The state’s secrets

Published May 3, 2017

SIX years from the shocking episode, and in the midst of today’s turmoil over national security, Minister of State for Information Marriyum Aurangzeb has bluntly rejected the possibility of making public the Abbottabad Commission report. Ms Aurangzeb did suggest that, at some indeterminate point in the future, a government may decide to release the commission report, but made it clear that the so-called sensitive nature of the report would have to be kept in mind before publication. The minister’s remarks appear to be in line with official thinking on the matter and are highly regrettable. There were two questions at the heart of the Abbottabad episode. One, how was the world’s most-wanted terrorist, leader of Al Qaeda, Osama bin Laden, able to live undetected in Abbottabad for many years? Two, how was the US military able to insert troops deep inside Pakistan; conduct an operation on the ground in a major town far from an international border; and withdraw its troops several hours later without being detected or challenged by the Pakistani security forces at any stage, in any place, on ground or in the air?
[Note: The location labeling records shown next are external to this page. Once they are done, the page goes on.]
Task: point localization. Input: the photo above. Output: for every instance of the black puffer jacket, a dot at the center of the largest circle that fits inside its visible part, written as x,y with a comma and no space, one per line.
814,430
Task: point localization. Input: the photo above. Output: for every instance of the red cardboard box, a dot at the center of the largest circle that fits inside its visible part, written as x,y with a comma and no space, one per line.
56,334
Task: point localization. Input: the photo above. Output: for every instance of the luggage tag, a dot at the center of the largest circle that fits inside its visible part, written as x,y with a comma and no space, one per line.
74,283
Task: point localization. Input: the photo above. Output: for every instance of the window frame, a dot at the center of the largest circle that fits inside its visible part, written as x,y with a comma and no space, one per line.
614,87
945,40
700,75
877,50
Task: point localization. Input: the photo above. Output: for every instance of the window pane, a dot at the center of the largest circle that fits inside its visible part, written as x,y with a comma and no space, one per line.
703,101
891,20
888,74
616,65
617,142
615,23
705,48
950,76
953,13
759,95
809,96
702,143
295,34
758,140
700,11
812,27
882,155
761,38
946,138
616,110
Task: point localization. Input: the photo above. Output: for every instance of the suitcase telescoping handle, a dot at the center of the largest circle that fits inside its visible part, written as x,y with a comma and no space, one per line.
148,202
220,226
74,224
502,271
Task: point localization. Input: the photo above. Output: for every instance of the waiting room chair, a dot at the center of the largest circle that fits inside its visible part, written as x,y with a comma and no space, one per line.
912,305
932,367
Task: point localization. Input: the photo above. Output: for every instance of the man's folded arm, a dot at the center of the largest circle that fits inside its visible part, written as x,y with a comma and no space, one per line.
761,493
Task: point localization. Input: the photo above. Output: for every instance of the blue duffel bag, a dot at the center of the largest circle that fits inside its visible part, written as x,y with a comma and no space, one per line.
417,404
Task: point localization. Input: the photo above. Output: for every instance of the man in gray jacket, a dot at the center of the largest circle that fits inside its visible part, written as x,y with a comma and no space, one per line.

To those two fundamental questions, a third must be added: was anyone held responsible for the sanctuaries Bin Laden was able to find in Pakistan for many years and for the inability to detect or stop a major US incursion on Pakistani soil?

With the first two questions unanswered, or perhaps with the answers buried in the secret Abbottabad Commission report, the question of public accountability is impossible to answer. Therein lies the real threat to national security: how can Pakistan be made more secure and its people safer if the state is unwilling to acknowledge its failures, explain what went wrong, determine who was at fault, identify who is to be held responsible and clarify what steps have been taken to prevent a repetition of a convulsive episode? In the US, the events of Sept 11 led to a 9/11 commission report that exhaustively detailed both the attacks and the institutional failures that allowed the attacks to happen. As a result, wide-ranging intelligence and security changes were made in the US, including the creation of a cabinet-level Department of Homeland Security. Fifteen and a half years later, there has not been another attack inside the US that has remotely approached the scale of the 9/11 destruction.

Can any reasonable citizen of Pakistan or observer of the state claim with any degree of confidence that the country has been secured from a repeat of an episode like May 2, 2011? The problem is really of institutional culture and a resistance to change and censure. From the Hamoodur Rehman commission to the inquiry into the Salala attacks, a culture of secrecy has dominated. If Pakistan is to have stronger institutions, transparency and accountability must be embraced.